Question

Two persons \(A\) and \(B\) alternately throw a pair of dice. \(A\) wins if he throws a sum of \(4\) before \(B\) throws a sum of \(9\), and \(B\) wins if he throws a sum of \(9\) before \(A\) throws a sum of \(4\).

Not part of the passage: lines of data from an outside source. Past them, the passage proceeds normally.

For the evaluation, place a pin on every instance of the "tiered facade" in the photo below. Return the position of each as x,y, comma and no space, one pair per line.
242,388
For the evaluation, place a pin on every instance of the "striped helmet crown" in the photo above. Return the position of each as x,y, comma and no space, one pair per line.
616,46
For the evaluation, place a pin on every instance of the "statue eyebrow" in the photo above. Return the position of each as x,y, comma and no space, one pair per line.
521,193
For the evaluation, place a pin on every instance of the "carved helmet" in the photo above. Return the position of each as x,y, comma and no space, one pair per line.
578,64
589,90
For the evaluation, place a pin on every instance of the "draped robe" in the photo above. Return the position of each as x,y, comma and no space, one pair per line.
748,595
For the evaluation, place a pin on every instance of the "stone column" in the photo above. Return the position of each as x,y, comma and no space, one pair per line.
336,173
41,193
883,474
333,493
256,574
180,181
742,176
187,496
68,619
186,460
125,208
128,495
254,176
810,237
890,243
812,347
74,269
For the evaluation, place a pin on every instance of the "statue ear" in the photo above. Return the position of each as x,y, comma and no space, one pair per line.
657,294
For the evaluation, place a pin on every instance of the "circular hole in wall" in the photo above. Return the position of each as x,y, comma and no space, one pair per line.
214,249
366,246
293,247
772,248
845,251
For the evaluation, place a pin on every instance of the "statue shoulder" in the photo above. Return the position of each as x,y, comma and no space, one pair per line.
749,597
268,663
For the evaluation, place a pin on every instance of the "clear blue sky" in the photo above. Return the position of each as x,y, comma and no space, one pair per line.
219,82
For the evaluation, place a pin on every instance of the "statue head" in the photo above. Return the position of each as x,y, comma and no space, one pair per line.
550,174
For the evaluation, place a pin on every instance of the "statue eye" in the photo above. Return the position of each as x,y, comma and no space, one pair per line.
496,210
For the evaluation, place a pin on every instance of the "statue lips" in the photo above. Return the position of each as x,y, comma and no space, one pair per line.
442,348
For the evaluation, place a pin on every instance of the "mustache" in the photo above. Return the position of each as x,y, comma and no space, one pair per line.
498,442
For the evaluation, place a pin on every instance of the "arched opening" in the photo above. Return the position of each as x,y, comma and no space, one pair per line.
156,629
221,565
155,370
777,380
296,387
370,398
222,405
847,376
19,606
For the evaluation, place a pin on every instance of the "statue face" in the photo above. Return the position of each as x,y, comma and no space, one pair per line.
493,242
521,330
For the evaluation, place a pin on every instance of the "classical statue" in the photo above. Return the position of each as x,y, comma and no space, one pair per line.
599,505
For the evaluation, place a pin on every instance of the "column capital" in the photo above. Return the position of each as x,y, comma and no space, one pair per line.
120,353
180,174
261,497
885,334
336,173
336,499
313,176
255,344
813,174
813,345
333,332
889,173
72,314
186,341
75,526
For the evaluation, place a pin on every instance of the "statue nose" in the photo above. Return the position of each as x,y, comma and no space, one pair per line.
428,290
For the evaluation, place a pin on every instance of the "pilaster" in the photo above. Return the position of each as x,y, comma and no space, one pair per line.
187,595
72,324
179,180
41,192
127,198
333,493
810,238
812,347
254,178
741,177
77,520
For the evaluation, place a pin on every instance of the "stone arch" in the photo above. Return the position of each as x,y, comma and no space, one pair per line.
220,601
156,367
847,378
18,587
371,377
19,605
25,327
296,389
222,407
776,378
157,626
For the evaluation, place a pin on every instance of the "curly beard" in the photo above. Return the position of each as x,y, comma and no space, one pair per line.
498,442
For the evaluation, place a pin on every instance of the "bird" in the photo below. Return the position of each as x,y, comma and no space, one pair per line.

The probability that \(A\) wins if \(B\) makes the first throw is:

• A. \( \dfrac{1}{5} \)
• B. \( \dfrac{2}{5} \)
• C. \( \dfrac{3}{5} \)
• D. \( \dfrac{4}{5} \)

Hint:

For turn-based probability problems, define the probability at a fixed turn and form a recursive equation.

Answer 1

The Correct Option is B

Concept:
Probability of getting a sum of \(4\) with two dice is \( \dfrac{3}{36} = \dfrac{1}{12} \).
Probability of getting a sum of \(9\) with two dice is \( \dfrac{4}{36} = \dfrac{1}{9} \).
When players alternate turns, recursive probability (infinite geometric process) is used.
Step 1: Define the probability Let \(p\) be the probability that \(A\) wins when it is \(B\)'s turn to throw.
Step 2: Consider \(B\)'s throw
With probability \( \dfrac{1}{9} \), \(B\) throws a sum of \(9\) and wins \(\Rightarrow A\) loses.
With probability \( \dfrac{8}{9} \), the game continues to \(A\)'s turn.
Step 3: Consider \(A\)'s throw
With probability \( \dfrac{1}{12} \), \(A\) throws a sum of \(4\) and wins.
With probability \( \dfrac{11}{12} \), the game returns to \(B\)'s turn.
Step 4: Form the equation \[ p = \frac{8}{9}\left(\frac{1}{12} + \frac{11}{12}p\right) \]
Step 5: Solve \[ p = \frac{2}{27}(1 + 11p) \] \[ 27p = 2 + 22p \Rightarrow 5p = 2 \Rightarrow p = \frac{2}{5} \]